How can this be a Microsoft problem??? Hmmmmmm!! Sounds like buck passing.


----------



## BionicEd

I tried installing the c4280 into our other computer which has Windows XP and it installed like a charm. I didn't try printing or scanning anything. I just wanted to see if it would install. But installing in on the computer with Windows Vista has been nothing but a bad dream.


----------



## cuatikstee

dont think any of those is the real problem. my photosmart d5360 worked like a sharm with the original and the updated drivers and software, untill one day i uninstalled and re-installed everything again and start getting the problem u have. So is not memory, I asure u. May be that guy found the way to install it and before doing it he told u that to get more money from u.

I found this in a HP forum, is not related directelly with the printer but with another HP spoftware, but may work.
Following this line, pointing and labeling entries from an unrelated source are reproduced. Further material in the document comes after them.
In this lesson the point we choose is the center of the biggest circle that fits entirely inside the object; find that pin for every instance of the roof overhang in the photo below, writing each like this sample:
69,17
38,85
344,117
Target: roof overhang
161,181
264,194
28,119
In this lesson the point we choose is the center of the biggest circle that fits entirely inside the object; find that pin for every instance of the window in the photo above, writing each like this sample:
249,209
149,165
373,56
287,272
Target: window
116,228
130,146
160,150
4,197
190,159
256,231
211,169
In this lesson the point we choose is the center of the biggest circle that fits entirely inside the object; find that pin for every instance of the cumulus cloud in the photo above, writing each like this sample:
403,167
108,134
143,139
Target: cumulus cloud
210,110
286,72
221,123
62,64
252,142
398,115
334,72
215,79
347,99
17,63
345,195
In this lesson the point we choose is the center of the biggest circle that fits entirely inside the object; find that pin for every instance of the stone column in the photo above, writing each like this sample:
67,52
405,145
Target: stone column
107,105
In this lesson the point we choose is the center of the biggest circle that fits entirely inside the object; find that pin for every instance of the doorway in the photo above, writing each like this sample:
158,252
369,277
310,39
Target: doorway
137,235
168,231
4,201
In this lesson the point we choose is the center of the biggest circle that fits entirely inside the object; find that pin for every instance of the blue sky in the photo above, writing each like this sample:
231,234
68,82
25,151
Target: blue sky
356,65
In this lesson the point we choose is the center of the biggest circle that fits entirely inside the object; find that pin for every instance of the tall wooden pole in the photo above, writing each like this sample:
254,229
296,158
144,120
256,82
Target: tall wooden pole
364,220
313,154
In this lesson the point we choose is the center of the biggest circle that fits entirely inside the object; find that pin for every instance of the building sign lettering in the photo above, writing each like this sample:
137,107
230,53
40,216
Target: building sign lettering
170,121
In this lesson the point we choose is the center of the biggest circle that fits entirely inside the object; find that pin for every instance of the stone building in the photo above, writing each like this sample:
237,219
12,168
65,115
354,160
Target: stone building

Is in spanish, sorry, but tells u to install last version of Windows Script at microsoft site. good luck and sorry for my sucky english


Problema
Mientras se instala el software HP Image Zone, aparece el mensaje Error fatal durante la instalación o ERROR_INSTALL_FAILURE con uno de los siguientes códigos de error: 
Error 2738: No se pudo acceder al tiempo de ejecución de VBScript.
Error 2739: No se pudo acceder al tiempo de ejecución de JavaScript.
Solución
Para solucionar este problema, actualice el software de comandos de Windows siguiendo los pasos que aparecen a continuación:
Visite el Centro de descargas de Microsoft y descargue el último Microsoft Windows Script 5.6 (o posterior) para la versión de Windows que utiliza. Haga clic aquí para ir al Centro de descargas de Microsoft . 
En el primer campo de búsqueda seleccione Todas las descargas . 
En el segundo campo de búsqueda escriba Windows Script 5.6 y luego haga clic en Ir . 
En los resultados de la búsqueda, seleccione Windows Script 5.6 para su sistema operativo. 
Realice la Validación de Windows como se le solicita. La descarga del Windows Script 5.6 instala Microsoft Windows Script, el cual contiene Visual Basic Script Edition (VBScript.) Versión 5.6, JScript Versión 5.6, Windows Script Components, Windows Script Host 5.6, y Windows Script Runtime Versión 5.6.
Siga las instrucciones e instale Windows Script 5.6 (o posterior).
Reinicie el equipo.
Vuelva a instalar el software incluido con su producto HP.


----------



## PieSlayer

Did you ever have to shut down the computer or unplug the USB cable while the installation was in progress?


----------



## jdog01

I had a Fatal Error problem with HP Photo Smart D5360 installation, and I solved it by:

1. Searched for hpzsetup.exe file in all files and folders
2. Deleted all instances of it.
3. Searched for hpzsetup.exe in the registry
4. Deleted only values that had hpzsetup.exe
5. Emptied Recycle Bin
6. Restarted Computer

This took care of our issue, I hope this helps. Please only do this if you know what you are doing. You could potentially erase an important file if not done properly.


----------



## Riskyone101

Hello and Welcome to TSF TraceyWatson,

Did your problem get resolved?

For others that need help with your printers, please start your own thread
on your specific problem, ty.


----------